Cole Davis is the author of SPSS step by step: Essentials for social and political science, published by The Policy Press on 13 February 2013, the unique and comprehensive statistics guide for social science users. In this blogpost, the first of two, he explains his approach to statistics and what motivated him to write the book.

Before using statistics in everyday life, I considered it a dry subject, perhaps for people in the money markets or for psychology students wanting to prove that a left-handed view of a house plan memorised on a dark night would be more successfully recalled by a right-handed burglar. There would be no impassioned arguments, nobody would be in denial about fundamentals, and everything would be drily abstruse.

I was totally wrong. The opinions of practitioners, teachers and students are quite diverse. They range between an insistence that only mathematical formulae can adequately describe phenomena, to a denial that statistical explanations could ever apply to data obtained in a qualitative manner. Those writers who have tried to find the middle ground have fought bravely but not always with clarity. While I know about and am influenced by the underlying mathematics, almost all of the explanations I use in the book are couched non-mathematically.

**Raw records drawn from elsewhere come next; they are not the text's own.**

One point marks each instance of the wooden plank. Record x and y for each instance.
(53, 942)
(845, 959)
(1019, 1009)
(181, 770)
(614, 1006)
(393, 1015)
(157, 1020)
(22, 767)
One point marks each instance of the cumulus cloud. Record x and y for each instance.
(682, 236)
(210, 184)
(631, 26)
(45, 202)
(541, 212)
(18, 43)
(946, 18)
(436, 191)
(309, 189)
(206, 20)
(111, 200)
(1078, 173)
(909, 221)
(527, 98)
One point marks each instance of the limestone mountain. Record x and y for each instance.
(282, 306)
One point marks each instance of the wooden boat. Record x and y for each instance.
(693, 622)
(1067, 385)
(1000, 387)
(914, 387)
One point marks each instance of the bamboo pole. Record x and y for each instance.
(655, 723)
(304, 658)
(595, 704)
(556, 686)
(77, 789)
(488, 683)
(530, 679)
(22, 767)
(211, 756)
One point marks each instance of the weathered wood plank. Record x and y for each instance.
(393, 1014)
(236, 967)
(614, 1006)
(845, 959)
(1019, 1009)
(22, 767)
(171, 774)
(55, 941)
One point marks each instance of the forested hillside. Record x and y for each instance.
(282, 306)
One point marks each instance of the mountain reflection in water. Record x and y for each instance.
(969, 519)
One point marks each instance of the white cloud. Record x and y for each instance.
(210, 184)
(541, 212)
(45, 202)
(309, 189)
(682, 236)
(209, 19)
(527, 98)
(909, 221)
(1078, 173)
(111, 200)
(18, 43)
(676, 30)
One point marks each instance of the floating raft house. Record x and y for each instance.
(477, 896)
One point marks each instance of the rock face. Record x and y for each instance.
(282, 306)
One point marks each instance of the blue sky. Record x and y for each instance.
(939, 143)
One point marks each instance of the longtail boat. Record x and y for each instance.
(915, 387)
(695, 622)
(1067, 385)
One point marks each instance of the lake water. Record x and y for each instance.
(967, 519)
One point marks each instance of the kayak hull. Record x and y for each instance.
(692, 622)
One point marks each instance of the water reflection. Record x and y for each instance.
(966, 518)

Some uses of statistical tests are fairly straightforward. Let us say, for example, that the supporters of different political parties are asked for their opinions on a proposed reform using a five point rating scale. We may find that the supporters of one political party are more inclined to be positive than the others, but we do not know if the result is likely to be merely the result of random fluctuations. A statistical analysis of the differences between the sets of supporters tells us whether or not the differences are likely to be significant or not.

Similarly, we may want to know if one psychological therapy is more effective than another at reducing individuals’ symptoms. So, smoothing out order effects by having some people starting with Therapy A and moving to Therapy B, with others being treated in the opposite order, we use statistical tests to find out if differences in therapeutic effects are a matter of chance or not.

Slightly more controversially, we can move away from the analysis of differences to the examination of relationships: correlations. Imagine the researcher having a hunch that the longer a person belongs to a real ale society, the shorter the duration of their personal relationships. Significant results from tests of correlation may tell us that we are on to something, but correlations do not distinguish cause from effect. Excessive drinking may have a negative effect on relationships, but it is also possible that relationship problems have spurred individuals to consolation at the bar. “My husband doesn’t understand me” may be the cry of the forlorn.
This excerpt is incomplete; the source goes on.